Ty-mawr Farmhouse is a two-storey plus attic building dating from the 16th century, with significant alterations and additions made later. The original core of the house retains group value and is of particularly important architectural merit. The farmhouse is constructed of stone, with rendered walls and a stone tile roof. Many original oak window frames remain, although they have been reglazed, generally with casements. A boarded porch with a monopitch roof shelters the entrance doorway on the left side of the house, and a simple boarded door provides access. There is a single, broad window on each floor, fitted with 1996 replacement 5-light oak ovolo mullioned windows. A stone chimney is visible on the right gable. The right gable end features a 4-light attic window, a 5-light first floor window, and a 3-light square stair window with a 20th-century casement. The left gable end has new windows on the ground, first, and attic floors. Two new roof lights have been added to the north slope of the main roof.

A rear block, also with a stone slate roof hipped to the south, incorporates a stone chimney. The east elevation has a broad 5-light window set at eaves, alongside a square casement window with 4 + 4 panes. A small square window is present on the ground floor to the left. The north gable end features a ground floor window with a label in the blocked doorway, and a new casement window above. To the west of the rear block is a later kitchen, which continues the roof slope of the rear block, as the ground falls to the west. A square stone chimney stands to the north of the kitchen, along with a camber-headed doorway and window. A further lean-to has been added to the north wall of the kitchen.

The remains of walls and some foundations of a 16th-century house are situated to the north east of the present farmhouse.

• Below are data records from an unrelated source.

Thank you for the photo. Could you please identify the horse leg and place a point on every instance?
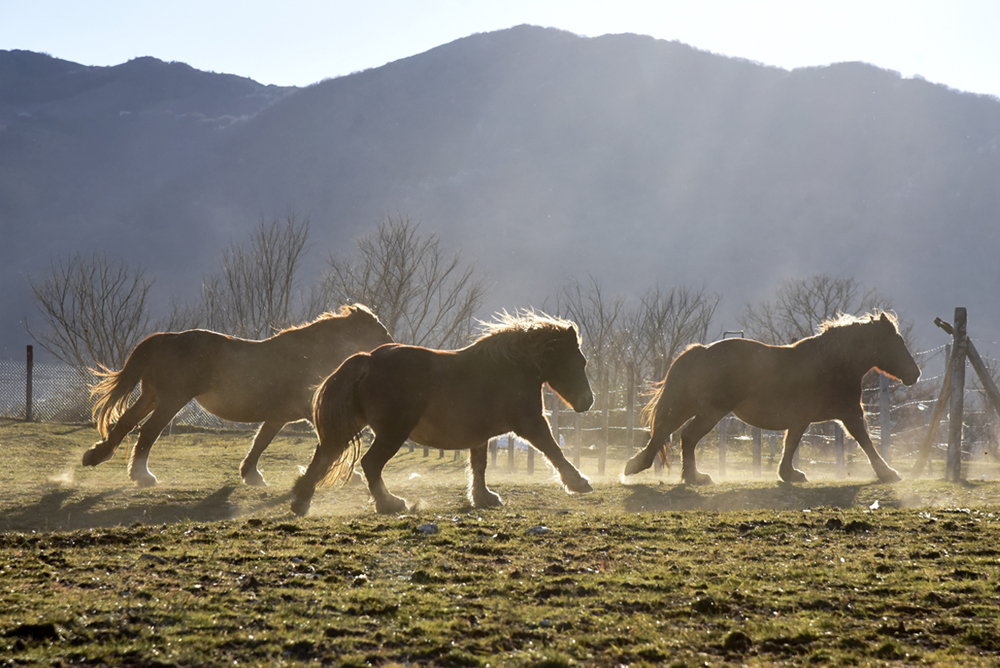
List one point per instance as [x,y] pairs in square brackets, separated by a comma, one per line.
[380,452]
[105,450]
[540,436]
[248,469]
[479,494]
[855,425]
[138,469]
[690,435]
[305,486]
[659,437]
[785,470]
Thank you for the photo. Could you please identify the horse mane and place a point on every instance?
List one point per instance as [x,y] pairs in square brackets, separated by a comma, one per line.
[522,336]
[846,320]
[342,312]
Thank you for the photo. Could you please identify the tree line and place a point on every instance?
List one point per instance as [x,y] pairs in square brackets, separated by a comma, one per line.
[95,309]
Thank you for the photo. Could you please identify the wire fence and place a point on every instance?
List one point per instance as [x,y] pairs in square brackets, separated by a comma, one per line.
[613,428]
[61,393]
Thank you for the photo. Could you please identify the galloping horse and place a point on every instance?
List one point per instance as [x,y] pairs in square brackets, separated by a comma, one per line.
[451,400]
[777,387]
[245,381]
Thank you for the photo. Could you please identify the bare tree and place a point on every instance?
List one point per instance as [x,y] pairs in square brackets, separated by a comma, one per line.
[800,305]
[421,294]
[598,318]
[666,322]
[254,293]
[94,310]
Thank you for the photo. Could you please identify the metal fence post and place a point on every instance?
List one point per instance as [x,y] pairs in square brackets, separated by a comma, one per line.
[29,371]
[953,472]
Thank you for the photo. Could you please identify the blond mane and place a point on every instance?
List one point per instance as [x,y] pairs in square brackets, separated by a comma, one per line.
[522,336]
[846,320]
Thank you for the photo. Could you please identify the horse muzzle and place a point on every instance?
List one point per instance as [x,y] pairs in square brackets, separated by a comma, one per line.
[583,402]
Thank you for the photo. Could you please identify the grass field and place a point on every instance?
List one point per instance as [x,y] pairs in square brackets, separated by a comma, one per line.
[203,570]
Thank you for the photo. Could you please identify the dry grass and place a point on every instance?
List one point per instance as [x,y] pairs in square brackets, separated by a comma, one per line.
[203,570]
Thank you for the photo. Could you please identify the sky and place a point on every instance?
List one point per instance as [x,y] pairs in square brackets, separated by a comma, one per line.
[299,42]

Inside, the entrance doorway opens into a hall paved with stone flagstones. This hall features heavy, stop-chamfered beams, with mainly boarded ceilings, although roll-moulded joists are visible in a recess to the right of the fireplace, which includes a spice cupboard and a further cupboard to the left of the fireplace. All joists are roll-moulded, and all beams have lambs' tongue stops. To the left of the fireplace is a stair doorway with a timber frame with a pointed head, a boarded door with strap hinges, and a recess in the masonry to accommodate the door. Stone stairs lead upwards, with a shaped head on the doorframe at the top of the stair. An adjacent doorway to the attic also has a pointed head. The first floor is subdivided with tongue-and-groove partitioning, and features heavy, stop-chamfered beams (tie-beams to the roof), and roll-moulded joists where visible. The partitioning cuts across a stone fireplace with chamfered jambs and a front window, while a doorway with a pointed head provides access to the rear wing. Wooden stairs lead to the attic, which houses a roof of four bays, with principal rafters and trenched purlins. These purlins were partly altered when the pitch was lessened to accommodate the stone tiles, presumably after the roof was originally thatched. To the rear of the hall is a kitchen, with two rooms to the right. One room, adjacent to the hall, has a former doorway to the porch of the 16th-century house, displaying a 4-centred arch of chamfered stones. The room to the rear (the former porch) has stop-chamfered beams with bar-and-scroll stops, and an inner doorway with a 4-centred arch.